Nice...saved me the effort of a larger post.


----------



## Backwoods Presbyterian

P. F. Pugh said:


> I don't know of many FVers and converts from reformed theology to RCism who haven't gone _via_ theonomy---and because the PCA is leaning away from such ideas, I think it safe to say that FV is not a major threat to the peace of the denomination.


 
Care to flush this out with some facts? Because men like James Jordan, Steve Wilkins, Doug Wilson, etc... repudiated Theonomy before the men themselves, or anyone else, even heard of FV. Greg Bahnsen wrote a scathing attack on James Jordan's methodology and the first Reformed denomination to speak against FV was the RPCUS, an explicitly Theonomic denomination.

The "Theonomy leads to FV" canard has proven to be false repeatedly on this site and many others.

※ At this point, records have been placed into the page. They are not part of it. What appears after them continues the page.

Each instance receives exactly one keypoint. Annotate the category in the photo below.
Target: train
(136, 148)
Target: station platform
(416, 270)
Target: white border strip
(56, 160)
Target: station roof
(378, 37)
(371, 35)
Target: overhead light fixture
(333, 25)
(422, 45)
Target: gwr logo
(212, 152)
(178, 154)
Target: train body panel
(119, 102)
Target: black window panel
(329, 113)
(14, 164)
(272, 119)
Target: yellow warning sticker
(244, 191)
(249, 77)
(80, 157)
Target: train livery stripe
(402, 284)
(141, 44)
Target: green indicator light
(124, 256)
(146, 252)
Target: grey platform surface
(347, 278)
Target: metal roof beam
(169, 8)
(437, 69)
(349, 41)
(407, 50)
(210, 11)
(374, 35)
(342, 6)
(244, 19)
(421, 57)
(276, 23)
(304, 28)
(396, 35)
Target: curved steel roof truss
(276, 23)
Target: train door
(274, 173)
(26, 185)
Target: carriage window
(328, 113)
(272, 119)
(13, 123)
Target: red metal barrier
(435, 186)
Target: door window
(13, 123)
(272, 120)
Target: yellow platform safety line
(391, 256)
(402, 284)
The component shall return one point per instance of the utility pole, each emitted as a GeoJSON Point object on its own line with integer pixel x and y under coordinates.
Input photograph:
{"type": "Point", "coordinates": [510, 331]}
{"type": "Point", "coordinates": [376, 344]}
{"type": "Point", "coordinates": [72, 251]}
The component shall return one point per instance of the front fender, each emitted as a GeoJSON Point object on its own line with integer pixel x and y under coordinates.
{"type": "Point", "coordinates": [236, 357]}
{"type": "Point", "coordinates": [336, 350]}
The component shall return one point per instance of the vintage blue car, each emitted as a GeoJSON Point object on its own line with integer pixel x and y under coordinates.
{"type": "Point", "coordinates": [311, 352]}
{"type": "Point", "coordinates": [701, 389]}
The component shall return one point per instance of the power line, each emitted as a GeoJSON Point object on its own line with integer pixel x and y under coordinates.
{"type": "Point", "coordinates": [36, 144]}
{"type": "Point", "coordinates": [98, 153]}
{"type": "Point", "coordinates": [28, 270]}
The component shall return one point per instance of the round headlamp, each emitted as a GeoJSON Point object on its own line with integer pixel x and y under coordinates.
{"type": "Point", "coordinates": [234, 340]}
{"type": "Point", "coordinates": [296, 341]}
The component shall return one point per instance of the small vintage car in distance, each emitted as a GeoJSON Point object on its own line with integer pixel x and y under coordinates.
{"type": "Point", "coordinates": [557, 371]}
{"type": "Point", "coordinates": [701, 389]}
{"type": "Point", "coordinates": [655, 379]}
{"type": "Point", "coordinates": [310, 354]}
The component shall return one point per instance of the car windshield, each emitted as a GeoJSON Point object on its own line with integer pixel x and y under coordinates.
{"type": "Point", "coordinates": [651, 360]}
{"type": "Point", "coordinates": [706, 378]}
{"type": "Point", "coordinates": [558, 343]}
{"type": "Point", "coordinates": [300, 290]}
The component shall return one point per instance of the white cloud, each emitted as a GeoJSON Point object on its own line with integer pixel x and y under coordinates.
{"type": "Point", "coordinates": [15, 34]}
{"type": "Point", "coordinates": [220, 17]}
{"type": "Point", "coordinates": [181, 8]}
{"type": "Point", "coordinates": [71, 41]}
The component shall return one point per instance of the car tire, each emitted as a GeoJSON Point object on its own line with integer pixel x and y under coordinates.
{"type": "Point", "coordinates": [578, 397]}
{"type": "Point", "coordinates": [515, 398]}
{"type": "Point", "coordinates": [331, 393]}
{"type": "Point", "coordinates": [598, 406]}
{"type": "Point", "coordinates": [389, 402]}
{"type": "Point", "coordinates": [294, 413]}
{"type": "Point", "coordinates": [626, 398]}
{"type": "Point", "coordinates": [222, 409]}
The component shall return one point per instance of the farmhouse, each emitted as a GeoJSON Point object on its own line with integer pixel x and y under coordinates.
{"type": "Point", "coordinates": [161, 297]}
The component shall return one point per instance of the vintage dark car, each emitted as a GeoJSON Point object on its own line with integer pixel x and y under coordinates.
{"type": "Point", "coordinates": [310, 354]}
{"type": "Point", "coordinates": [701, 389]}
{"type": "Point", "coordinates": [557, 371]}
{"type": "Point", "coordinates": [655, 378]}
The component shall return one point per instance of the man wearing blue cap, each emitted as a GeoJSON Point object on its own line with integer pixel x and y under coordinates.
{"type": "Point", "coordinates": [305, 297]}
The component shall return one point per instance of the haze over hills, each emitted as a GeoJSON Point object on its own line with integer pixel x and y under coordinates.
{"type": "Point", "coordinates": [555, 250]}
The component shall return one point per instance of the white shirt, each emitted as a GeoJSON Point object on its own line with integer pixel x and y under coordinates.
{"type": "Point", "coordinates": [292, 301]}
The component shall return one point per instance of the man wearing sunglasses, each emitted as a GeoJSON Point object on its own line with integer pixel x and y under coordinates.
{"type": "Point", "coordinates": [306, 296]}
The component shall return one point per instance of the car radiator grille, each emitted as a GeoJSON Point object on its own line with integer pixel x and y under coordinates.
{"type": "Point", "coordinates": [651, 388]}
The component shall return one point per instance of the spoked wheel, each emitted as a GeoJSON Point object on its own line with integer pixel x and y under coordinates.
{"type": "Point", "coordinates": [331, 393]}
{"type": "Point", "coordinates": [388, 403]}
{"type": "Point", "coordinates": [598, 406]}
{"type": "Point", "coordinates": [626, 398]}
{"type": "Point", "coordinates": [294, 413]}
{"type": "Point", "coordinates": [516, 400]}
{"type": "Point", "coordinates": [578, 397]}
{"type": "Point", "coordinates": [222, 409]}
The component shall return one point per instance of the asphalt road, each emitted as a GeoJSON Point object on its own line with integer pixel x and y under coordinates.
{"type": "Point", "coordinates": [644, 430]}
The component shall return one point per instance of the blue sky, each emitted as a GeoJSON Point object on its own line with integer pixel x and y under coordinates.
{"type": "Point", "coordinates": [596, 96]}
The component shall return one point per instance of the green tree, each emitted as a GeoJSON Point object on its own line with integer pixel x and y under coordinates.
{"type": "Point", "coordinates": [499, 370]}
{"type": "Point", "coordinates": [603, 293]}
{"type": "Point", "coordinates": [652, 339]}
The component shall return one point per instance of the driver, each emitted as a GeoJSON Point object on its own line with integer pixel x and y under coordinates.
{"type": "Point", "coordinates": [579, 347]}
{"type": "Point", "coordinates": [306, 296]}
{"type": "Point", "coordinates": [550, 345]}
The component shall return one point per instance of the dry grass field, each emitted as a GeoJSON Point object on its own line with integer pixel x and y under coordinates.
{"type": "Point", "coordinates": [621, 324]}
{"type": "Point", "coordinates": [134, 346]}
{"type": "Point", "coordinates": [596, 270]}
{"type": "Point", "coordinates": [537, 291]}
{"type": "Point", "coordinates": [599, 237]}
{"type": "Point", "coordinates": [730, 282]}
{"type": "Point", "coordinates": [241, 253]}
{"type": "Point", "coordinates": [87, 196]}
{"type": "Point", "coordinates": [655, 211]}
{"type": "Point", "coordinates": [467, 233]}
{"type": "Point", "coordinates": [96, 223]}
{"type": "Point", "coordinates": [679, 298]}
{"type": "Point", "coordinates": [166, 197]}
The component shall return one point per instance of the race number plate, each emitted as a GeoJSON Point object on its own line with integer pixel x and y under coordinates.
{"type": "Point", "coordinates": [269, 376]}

http://www.puritanboard.com/f77/greg-bahnsen-james-jordans-interpretive-maximalism-66074/


----------



## NaphtaliPress

The causal connection is Jordan, not Theonomy.


----------



## Shawn Mathis

Scott1 said:


> The dynamics of a smaller denomination like the OPC (around 30,000 members), and medium sized one like the PCA (around 350,000), with a broader demographic are different, necessarily.



Scott, that is exactly true. And I am glad you made what was implicit explicit. 

In fact, the regional (and even Presbytery-wide) difference can be such that one may need to put more weight on deciding between individual churches more than deciding between denominations. I know for a fact that come ministers have suggested to members moving away to another part of America to join the sister denomination because of such wide-disparity.

---------- Post added at 10:23 AM ---------- Previous post was at 10:21 AM ----------




Backwoods Presbyterian said:


> James Jordan, Steve Wilkins, Doug Wilson, etc... repudiated Theonomy before the men themselves, or anyone else, even heard of FV.



Glaser, you got me here. I haven't watched the internet for these issues for a while. Where and when did Jordan, et.a. repudiate theonomy? 

thanks,


----------



## Backwoods Presbyterian

You must not have been paying very much attention. Jordan repudiated Theonomy back before there was an Internet.

It took me all of two seconds of looking on the Biblical Horizons website to find an article by James Jordan from 1990 repudiating Bahnsen and Rushdoony's Theonomy. In this article he references a 1988 article where he criticizes Bahnsen/Rushdoony.

No. 9: What Is “Interpretive Maximalism”? by James B. Jordan January, 1990


----------



## Scott1

Pilgrim said:


> Prior to that, the OPC had voted in 1975 to merge with the RPCES but the RPCES in a close vote declined. When the PCA approved the union with the RPCES, they narrowly rejected union with the OPC at the same time, If I recall correctly over concerns regarding the Norman Shepherd controversy and maybe other issues. In 1986 it was the OPC that voted against a merger with the PCA. To my knowledge that was the end of any kind of attempt to merge the two denominations.
> 
> I don't keep up with Presbyterian happenings closely anymore, but I think I saw something a while back where some in the PCA want to pull out of NAPARC.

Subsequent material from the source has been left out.